Être catégorisé
Dans le langage courant, les personnes disent assez souvent « être catalogué » pour signifier le fait « d’être catégorisé » et classer. Le dictionnaire de la langue française définit ainsi cette notion : classer en le jugeant quelqu’un ou quelque chose de manière définitive. Nous retrouvons les ingrédients d’une catégorisation (classer), à partir d’un jugement (le plus souvent négatif). Ce sentiment de négativité ou de dévalorisation est renforcé par le fait que catégoriser ou cataloguer s’applique aussi une chose. À travers ce ressenti et la manière de l’exprimer, s’exprime une « naturalisation » des catégories, au sens d’une substantivation (le pauvre, le jeune, etc.), cristallisant des représentations explicites et implicites.
Les catégories construites socialement sont déterminantes dans le sens où c’est à partir d’elles que vont être construits nos rapports au monde et nos identités.

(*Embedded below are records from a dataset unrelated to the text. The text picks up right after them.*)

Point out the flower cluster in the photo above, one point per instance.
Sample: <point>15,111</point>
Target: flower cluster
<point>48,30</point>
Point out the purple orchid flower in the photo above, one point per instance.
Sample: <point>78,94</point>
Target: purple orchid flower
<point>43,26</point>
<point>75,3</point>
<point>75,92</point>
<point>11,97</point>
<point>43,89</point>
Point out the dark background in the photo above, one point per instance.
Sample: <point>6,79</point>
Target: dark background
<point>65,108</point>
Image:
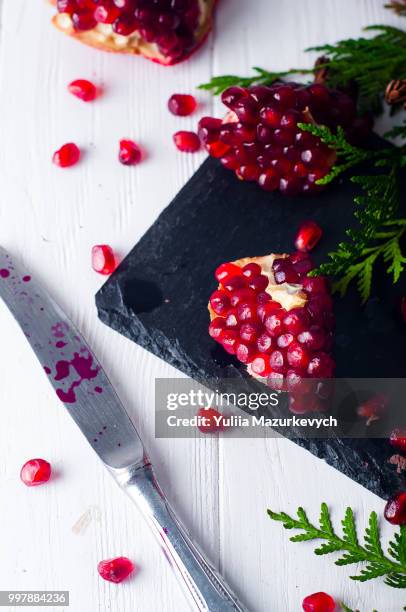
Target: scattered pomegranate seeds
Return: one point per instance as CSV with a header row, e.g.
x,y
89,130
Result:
x,y
318,602
308,236
182,104
187,142
212,422
103,259
83,89
261,141
395,509
35,472
398,439
68,155
130,153
115,570
288,347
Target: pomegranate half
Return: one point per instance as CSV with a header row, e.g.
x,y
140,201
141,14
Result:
x,y
166,31
278,321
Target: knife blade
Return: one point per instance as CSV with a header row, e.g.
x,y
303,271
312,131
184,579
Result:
x,y
82,386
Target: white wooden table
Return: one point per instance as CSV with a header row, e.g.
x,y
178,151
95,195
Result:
x,y
51,218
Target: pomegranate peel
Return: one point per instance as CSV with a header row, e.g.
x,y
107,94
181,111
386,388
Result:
x,y
137,39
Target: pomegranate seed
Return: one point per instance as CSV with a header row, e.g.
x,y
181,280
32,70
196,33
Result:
x,y
115,570
182,104
187,142
398,439
83,89
220,302
130,153
211,421
68,155
216,327
225,271
395,509
318,602
35,472
103,259
308,236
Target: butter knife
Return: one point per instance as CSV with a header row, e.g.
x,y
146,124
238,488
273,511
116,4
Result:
x,y
84,389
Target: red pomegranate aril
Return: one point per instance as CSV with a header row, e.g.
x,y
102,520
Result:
x,y
226,271
297,356
308,236
246,312
398,439
130,153
395,509
232,283
321,366
251,270
242,295
187,142
106,12
319,602
103,259
83,89
260,365
68,155
210,420
115,570
216,327
259,283
249,332
296,320
232,95
35,472
231,318
315,284
83,20
244,352
220,302
277,361
182,105
229,339
265,343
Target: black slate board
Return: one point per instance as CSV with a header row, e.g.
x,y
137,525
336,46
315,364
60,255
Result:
x,y
158,296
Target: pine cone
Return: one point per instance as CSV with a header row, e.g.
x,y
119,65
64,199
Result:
x,y
396,93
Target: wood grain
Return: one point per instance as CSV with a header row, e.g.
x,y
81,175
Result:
x,y
51,218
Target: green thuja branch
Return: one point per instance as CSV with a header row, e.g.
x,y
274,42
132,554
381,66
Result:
x,y
391,566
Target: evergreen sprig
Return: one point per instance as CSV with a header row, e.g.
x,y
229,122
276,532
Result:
x,y
391,566
369,63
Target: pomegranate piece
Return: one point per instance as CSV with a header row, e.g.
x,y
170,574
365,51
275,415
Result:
x,y
280,330
35,472
130,153
103,259
210,420
318,602
115,570
68,155
398,439
308,236
165,31
187,142
395,509
260,139
83,89
182,105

D’une part, ces catégories apparaissent fréquemment comme des entités perçues comme « naturelles », qui ne peuvent être interrogées ; d’autre part, nombre d’acteurs dans la société vont se reconnaître dans les catégories issues de ces processus d’attribution d’identités sociales et vont les utiliser pour rendre compte d’eux-mêmes et/ou de leur situation.
Les exemples que nous avons collectés concernent les effets d’une catégorisation négative, vue, en général, sous l’angle d’un vécu d’une assignation identitaire qui contraindrait les personnes à se défendre soit pour échapper à un destin social, ou, tout au moins, se démarquer d’un mode de vie, soit réagir à une réduction de soi.
L’éducation et la formation
Au cours d’une enquête réalisée auprès d’enseignants sur l’échec de l’apprentissage de la lecture en cours préparatoire, et sur plus de 18000 jugements, aucun ne portait sur une mise en cause de l’institution, mais les enfants étaient jugés. En fait, tout se passe comme si le maître avait tendance à chercher parmi les élèves de sa classe, ceux qui font preuve d’intelligence logico–mathématique, modèle d’apprentissage privilégié par l’école. Être en conformité avec de modèle légitime la fonction du maître et de l’institution scolaire. Les chercheurs ont montré qu’il existe un effet dit « Pygmalion , parfois nommé « effet Rosenthal » ou « prophétie auto-réalisante », qui consiste à effectuer des hypothèses sur le devenir scolaire d’un élève et de les voir effectivement se réaliser. Ce dont nous sommes persuadés guide nos choix, nos actes, nos réactions exerçant un impact sur notre entourage, lequel adopte le comportement que notre propre comportement lui inspire.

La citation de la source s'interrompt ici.